I am an undergrad Mathematics student and I've been reading some additional literature for my lectures and came upon a quite short and seemingly elegant proof of the Second Sylow Theorem. Though, I already know other proofs of this, I would like to understand this one as well, maybe use it for my final exam. So, here goes:
Theorem: (2nd Sylow Thm.). In a finite group G, the Sylow p-subgroups are conjugate.

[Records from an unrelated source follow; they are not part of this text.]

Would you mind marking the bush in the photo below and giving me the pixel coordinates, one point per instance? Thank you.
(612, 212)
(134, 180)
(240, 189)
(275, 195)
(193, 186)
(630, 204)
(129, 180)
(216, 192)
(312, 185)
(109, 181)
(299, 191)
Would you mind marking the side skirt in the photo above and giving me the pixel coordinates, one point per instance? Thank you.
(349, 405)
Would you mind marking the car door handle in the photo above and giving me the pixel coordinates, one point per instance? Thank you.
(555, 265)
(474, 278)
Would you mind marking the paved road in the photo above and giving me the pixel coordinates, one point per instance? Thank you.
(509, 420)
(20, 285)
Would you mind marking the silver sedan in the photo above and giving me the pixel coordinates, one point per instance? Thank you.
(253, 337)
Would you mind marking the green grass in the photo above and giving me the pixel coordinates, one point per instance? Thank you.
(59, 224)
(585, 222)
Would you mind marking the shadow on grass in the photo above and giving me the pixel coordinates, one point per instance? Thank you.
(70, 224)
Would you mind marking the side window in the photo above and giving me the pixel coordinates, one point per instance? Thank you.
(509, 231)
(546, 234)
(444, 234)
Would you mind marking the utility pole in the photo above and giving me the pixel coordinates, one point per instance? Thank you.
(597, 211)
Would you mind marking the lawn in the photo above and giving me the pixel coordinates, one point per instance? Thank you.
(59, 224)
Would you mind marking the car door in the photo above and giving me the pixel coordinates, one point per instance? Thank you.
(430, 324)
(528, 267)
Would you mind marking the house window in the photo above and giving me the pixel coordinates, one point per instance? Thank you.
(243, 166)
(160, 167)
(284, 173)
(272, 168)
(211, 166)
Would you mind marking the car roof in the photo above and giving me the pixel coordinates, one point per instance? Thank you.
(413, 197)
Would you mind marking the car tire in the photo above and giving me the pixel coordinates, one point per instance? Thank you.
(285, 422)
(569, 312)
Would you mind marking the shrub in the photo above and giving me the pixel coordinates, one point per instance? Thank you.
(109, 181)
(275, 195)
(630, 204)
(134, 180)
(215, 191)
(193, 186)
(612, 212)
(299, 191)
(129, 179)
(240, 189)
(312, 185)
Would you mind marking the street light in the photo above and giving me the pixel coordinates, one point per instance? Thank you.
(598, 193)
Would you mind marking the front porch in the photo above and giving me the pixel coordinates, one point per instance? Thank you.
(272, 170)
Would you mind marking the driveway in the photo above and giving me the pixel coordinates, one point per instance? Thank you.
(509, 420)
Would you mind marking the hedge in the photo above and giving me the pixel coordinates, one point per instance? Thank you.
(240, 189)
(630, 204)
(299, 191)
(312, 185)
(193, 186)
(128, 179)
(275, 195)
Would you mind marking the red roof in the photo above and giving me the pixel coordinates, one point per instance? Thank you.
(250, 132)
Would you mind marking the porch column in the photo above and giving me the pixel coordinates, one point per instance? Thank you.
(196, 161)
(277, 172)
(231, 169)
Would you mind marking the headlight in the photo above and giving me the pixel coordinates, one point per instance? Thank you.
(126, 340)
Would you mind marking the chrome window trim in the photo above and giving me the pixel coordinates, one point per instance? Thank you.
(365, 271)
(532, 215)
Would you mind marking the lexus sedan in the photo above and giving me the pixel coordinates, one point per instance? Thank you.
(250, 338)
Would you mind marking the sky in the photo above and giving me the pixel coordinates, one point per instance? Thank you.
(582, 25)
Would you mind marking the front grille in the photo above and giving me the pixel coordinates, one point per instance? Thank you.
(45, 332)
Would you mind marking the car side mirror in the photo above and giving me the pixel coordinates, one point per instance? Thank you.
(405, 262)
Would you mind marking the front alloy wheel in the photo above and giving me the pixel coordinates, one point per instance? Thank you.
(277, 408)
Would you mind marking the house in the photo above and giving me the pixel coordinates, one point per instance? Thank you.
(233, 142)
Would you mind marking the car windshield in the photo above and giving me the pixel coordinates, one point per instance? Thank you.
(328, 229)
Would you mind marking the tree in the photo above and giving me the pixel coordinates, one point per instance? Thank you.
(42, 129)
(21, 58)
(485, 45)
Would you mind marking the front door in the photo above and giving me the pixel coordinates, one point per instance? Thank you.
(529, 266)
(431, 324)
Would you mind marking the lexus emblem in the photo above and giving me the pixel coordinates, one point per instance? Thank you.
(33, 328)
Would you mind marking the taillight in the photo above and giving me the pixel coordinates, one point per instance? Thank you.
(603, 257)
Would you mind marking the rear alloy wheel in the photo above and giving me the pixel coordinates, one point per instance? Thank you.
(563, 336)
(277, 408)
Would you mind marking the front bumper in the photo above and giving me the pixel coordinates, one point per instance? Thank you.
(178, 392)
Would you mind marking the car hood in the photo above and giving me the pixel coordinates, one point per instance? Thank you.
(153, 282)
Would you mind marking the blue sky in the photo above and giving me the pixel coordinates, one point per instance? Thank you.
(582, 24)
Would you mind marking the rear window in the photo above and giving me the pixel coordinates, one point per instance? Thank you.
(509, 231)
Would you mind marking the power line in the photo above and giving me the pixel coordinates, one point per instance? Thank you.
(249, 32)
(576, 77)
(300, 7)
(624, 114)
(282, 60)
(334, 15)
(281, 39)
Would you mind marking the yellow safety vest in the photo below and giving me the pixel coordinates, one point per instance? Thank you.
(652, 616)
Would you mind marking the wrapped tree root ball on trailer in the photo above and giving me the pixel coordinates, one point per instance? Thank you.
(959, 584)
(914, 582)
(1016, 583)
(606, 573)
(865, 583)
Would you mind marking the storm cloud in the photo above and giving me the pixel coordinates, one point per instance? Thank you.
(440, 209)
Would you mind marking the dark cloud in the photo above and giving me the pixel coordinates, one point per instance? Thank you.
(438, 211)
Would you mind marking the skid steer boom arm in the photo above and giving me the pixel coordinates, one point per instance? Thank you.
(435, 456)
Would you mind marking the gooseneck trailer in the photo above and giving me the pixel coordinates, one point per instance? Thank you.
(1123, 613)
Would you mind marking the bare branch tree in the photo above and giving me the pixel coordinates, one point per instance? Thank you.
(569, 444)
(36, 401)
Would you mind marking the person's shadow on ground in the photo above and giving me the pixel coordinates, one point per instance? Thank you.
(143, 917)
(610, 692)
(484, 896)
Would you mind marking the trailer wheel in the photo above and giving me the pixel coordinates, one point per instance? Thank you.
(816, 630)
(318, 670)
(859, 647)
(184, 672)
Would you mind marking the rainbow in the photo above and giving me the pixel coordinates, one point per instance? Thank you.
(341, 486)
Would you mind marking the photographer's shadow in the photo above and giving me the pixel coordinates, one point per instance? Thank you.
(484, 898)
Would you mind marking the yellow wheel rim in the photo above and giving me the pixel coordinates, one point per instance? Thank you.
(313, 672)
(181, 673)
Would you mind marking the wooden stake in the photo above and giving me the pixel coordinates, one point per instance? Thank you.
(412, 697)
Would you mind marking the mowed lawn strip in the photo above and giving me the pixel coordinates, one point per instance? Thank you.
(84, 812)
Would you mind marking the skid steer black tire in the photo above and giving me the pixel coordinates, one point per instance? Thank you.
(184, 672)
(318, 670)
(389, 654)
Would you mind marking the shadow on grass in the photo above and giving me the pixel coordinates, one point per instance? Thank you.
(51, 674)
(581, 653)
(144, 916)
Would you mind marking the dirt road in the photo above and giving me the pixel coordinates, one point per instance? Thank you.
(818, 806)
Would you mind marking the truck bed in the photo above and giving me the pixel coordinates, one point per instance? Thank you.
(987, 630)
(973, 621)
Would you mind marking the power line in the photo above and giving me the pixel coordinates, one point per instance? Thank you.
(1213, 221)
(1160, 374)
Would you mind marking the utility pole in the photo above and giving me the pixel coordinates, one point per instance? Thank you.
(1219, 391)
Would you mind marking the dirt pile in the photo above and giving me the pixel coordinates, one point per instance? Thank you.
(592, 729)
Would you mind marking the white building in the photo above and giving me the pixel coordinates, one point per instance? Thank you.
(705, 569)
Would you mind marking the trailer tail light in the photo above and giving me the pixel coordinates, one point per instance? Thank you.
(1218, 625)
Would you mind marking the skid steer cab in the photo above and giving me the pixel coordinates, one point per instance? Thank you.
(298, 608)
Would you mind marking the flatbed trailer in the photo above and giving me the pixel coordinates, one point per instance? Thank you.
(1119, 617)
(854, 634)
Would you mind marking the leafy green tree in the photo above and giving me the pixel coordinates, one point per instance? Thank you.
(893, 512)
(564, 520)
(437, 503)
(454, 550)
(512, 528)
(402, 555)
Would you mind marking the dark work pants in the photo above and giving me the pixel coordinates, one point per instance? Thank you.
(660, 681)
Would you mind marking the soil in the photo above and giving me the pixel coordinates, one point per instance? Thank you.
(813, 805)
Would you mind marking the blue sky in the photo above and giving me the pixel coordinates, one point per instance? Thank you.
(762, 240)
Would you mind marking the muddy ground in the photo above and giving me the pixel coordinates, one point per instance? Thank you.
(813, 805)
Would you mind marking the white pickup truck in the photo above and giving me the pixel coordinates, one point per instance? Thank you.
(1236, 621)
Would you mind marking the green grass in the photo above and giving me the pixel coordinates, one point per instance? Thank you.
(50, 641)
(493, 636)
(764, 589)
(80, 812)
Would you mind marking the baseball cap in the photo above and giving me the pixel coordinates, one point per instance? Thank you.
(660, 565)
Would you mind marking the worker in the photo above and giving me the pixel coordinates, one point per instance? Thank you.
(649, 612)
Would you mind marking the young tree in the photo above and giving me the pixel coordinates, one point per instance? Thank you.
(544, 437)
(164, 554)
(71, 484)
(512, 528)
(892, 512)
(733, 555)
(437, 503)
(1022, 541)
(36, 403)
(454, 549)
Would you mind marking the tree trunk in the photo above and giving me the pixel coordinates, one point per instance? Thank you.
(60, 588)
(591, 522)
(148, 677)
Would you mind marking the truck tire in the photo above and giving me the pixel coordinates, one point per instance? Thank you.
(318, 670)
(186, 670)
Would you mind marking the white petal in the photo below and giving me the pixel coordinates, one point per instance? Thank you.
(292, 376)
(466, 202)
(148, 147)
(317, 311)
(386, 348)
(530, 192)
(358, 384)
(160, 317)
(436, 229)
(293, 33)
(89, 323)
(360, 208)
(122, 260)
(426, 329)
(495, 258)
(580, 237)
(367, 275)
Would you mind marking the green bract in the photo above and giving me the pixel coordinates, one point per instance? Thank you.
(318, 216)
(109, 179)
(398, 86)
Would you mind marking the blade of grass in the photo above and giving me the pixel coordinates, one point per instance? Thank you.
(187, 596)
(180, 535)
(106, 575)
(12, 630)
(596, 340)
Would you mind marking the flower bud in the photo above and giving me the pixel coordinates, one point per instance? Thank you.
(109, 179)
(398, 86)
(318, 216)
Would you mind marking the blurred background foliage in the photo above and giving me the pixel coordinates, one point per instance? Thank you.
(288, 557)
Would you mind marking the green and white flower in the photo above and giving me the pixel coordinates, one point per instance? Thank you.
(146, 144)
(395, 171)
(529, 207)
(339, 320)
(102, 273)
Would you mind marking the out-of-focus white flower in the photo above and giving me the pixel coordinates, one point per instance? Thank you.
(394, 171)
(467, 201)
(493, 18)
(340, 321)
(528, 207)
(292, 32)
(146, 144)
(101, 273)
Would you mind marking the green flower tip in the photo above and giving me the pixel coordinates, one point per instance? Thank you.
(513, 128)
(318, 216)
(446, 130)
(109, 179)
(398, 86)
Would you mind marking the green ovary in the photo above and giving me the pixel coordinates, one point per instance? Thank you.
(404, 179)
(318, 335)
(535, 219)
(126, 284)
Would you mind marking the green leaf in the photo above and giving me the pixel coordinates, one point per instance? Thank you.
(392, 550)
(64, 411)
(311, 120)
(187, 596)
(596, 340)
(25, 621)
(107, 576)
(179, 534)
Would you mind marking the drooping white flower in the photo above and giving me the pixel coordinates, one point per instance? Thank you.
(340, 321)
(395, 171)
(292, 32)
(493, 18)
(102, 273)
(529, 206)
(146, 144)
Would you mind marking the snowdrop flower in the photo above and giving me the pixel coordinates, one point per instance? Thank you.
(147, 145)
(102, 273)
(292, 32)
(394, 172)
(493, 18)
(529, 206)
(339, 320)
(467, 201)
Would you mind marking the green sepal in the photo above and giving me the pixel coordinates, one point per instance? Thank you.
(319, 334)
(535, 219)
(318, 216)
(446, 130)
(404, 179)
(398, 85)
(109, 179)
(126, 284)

Proof: Let $P_1$ and $P_2$ be two Sylow p-subgroups. Then $G=P_1P_2+P_1x_2P_2+...+P_1x_sP_2$ (*). Let there be $b_i$ cosets of $P_2$ in $P_1x_iP_2$. Here $b_i=[x_i^{-1}P_1x_i : x_i^{-1}P_1x_i\cap P_2]$ and is $1$ or a power of $p$ (**). But $b_1+...+b_s=[G:P_2]$ is not a multiple of $p$. Hence for some $i, b_i=1$ and $x_i^{-1}P_1x_i=P_2$.
(from: Marshall Hall, Jr., The Theory of Groups, The Macmillian Company, New York, 1959.)
What I have yet to understand is the use of the "$+$" in (*). What does it mean exactly? I also have problems to understand the index at (**) for $b_i$, I'd highly appreciate an explanation of this as well, if possible.